第一審の東京地裁は、文藝春秋側に約2500万円の賠償義務があると認めた。これに対して第二審の東京高裁は、この広告の「猛毒」という部分が事実に反する信用毀損表現であることを認めたものの、損害の算定においては、わずか110万円の損害賠償しか認めなかった。

 この理由は、売り上げの減少や信用回復のための広告費用は、上記の違法な表現行為によってもたらされた損害とはいえない、と判断されたためである。売り上げの減少については、そもそも弁当やおにぎりの販売数量は、天候や休日日数といった要因によっても左右されるなどとして、表現行為によってもたらされた損害とは認められなかった。また、イオンが行った信用回復のための意見広告の費用についても、違法行為によって通常生じる損害とは認められなかった。
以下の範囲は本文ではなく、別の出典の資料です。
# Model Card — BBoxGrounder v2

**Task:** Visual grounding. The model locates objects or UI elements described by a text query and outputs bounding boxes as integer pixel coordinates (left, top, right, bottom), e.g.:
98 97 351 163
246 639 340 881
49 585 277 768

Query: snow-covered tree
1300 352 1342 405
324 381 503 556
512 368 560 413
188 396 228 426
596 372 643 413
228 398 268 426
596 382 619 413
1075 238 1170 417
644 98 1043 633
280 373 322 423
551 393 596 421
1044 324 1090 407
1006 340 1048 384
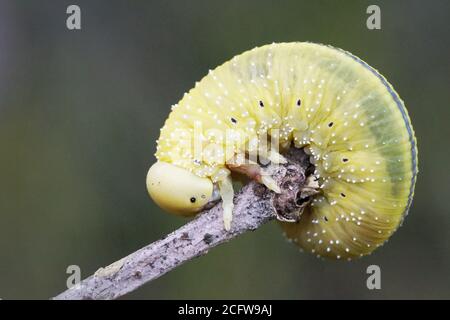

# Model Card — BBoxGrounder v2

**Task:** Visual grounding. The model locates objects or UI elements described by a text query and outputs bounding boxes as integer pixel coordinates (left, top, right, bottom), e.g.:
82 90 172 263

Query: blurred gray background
0 0 450 299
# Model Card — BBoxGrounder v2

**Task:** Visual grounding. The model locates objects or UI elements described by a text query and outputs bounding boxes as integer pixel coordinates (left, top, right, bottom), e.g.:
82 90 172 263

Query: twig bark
54 149 308 300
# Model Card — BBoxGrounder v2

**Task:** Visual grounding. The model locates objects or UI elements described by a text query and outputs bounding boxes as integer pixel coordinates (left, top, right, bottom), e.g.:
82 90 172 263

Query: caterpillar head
147 161 215 216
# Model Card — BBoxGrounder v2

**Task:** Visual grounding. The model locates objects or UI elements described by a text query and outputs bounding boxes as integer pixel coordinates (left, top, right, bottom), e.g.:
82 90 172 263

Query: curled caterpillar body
147 43 417 259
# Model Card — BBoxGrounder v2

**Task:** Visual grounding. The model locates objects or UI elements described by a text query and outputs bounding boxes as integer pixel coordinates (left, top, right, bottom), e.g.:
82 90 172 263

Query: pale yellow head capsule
147 161 214 216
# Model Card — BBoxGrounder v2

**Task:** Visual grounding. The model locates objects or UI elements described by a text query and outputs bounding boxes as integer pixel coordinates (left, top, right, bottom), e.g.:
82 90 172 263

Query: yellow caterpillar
147 43 417 259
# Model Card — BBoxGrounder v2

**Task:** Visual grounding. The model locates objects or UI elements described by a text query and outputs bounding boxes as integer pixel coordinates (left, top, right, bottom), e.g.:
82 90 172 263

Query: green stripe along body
156 43 417 259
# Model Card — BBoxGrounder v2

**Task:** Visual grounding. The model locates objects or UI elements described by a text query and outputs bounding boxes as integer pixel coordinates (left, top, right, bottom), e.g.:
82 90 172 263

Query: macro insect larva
147 43 417 259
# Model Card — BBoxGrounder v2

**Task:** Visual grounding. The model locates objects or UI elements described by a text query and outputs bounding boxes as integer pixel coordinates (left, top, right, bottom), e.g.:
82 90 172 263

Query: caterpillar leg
218 175 234 231
228 152 287 193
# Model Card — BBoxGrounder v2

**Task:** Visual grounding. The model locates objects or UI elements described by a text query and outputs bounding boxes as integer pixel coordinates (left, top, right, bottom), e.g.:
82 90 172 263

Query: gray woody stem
54 149 308 300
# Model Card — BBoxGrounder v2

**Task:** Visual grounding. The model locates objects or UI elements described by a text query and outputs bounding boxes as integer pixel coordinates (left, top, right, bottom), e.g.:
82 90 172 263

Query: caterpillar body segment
148 43 417 259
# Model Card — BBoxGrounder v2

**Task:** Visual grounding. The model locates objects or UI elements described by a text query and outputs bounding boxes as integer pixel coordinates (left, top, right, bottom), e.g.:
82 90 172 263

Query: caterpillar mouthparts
147 43 418 259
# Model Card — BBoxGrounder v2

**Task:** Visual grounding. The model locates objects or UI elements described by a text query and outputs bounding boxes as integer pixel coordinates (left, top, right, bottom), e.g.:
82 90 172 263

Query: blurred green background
0 0 450 299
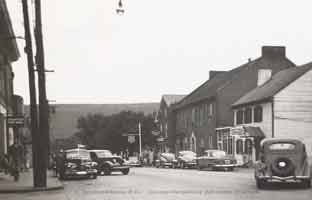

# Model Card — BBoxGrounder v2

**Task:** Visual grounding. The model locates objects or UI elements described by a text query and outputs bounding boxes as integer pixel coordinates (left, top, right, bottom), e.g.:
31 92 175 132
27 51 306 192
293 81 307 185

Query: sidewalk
0 170 64 193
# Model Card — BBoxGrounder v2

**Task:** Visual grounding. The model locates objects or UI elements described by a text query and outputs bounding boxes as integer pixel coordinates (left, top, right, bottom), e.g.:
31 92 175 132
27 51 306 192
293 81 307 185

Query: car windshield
66 150 90 160
95 150 113 158
269 143 296 150
206 151 226 158
179 151 196 157
161 153 175 160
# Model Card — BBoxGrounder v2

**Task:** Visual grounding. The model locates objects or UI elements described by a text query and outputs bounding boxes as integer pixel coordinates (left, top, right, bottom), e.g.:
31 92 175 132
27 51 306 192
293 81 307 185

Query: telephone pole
35 0 50 187
22 0 42 187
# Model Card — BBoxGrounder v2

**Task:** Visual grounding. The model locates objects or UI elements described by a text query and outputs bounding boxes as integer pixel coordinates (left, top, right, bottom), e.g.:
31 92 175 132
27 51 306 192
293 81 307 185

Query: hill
25 103 159 139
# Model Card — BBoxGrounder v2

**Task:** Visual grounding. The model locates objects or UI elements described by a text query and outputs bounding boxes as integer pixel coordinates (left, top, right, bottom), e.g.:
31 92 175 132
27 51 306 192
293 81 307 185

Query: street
0 168 312 200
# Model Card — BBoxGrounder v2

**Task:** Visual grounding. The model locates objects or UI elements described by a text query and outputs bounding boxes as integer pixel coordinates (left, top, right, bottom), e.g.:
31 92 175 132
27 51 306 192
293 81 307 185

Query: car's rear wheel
256 179 265 189
302 179 311 188
121 169 130 175
103 166 112 175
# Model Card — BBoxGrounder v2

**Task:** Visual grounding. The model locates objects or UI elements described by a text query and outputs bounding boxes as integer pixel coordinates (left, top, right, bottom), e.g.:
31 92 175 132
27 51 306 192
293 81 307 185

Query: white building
232 63 312 156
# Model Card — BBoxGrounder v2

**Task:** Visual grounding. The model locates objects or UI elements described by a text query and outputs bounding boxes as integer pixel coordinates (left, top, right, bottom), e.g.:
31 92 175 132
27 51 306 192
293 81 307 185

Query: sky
7 0 312 104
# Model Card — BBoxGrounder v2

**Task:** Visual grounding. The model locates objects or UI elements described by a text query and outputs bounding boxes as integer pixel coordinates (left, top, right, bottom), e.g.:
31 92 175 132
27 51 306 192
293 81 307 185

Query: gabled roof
232 62 312 107
162 94 186 106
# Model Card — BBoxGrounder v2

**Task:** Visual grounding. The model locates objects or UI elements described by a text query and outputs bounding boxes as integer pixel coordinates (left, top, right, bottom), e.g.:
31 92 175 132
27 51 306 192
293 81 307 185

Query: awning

 この判決は、『週刊文春』という、世間で広く名の知られた雑誌について、それも電車の中づり広告などで多くの人が目にするものについて、その表現行為の違法性が「ある」とされた上での判断である。そのような事件ですら、この程度の賠償額しか認められていない。

 まして、本来的には限られた範囲にしか閲覧者がいない、インスタグラムのようなSNSの投稿動画について 、被害に遭った企業の売り上げの減少や、信用回復のための広告費のようなものまで、動画投稿行為と因果関係のある損害と認定されるものだろうか。筆者としては、裁判所において、普通はそういう判断はなされないのではないかと考えている。

 今般、不適切動画の話題が広く論じられるようになったきっかけは、アルバイトに対する賠償請求などを実際に行う旨を宣言する企業が実際に出てきているという、従前にはなかった現象がみられたのも一因だろう。

 しかし、そもそもこういう賠償請求は、実際に賠償請求を行う企業を利するものなのだろうか。
インスタグラムのアプリ(ゲッティイメージズ)
インスタグラムのアプリ(ゲッティイメージズ)
 前述したように、不適切動画の投稿に伴う損害賠償請求というのは、法的には決して簡単なものではない。また、この場合に訴えられるのは、めぼしい資産を持たない若年のアルバイトであろうから、仮に裁判で企業側が勝ったとしても、現実の回収は困難である。もちろん、そのアルバイトの親族に、賠償を肩代わりする義務があるわけでもない。

 そうすると、この種の訴訟は、費用対効果の見込めない、いわば「見せしめ」のための訴訟とならざるを得ない。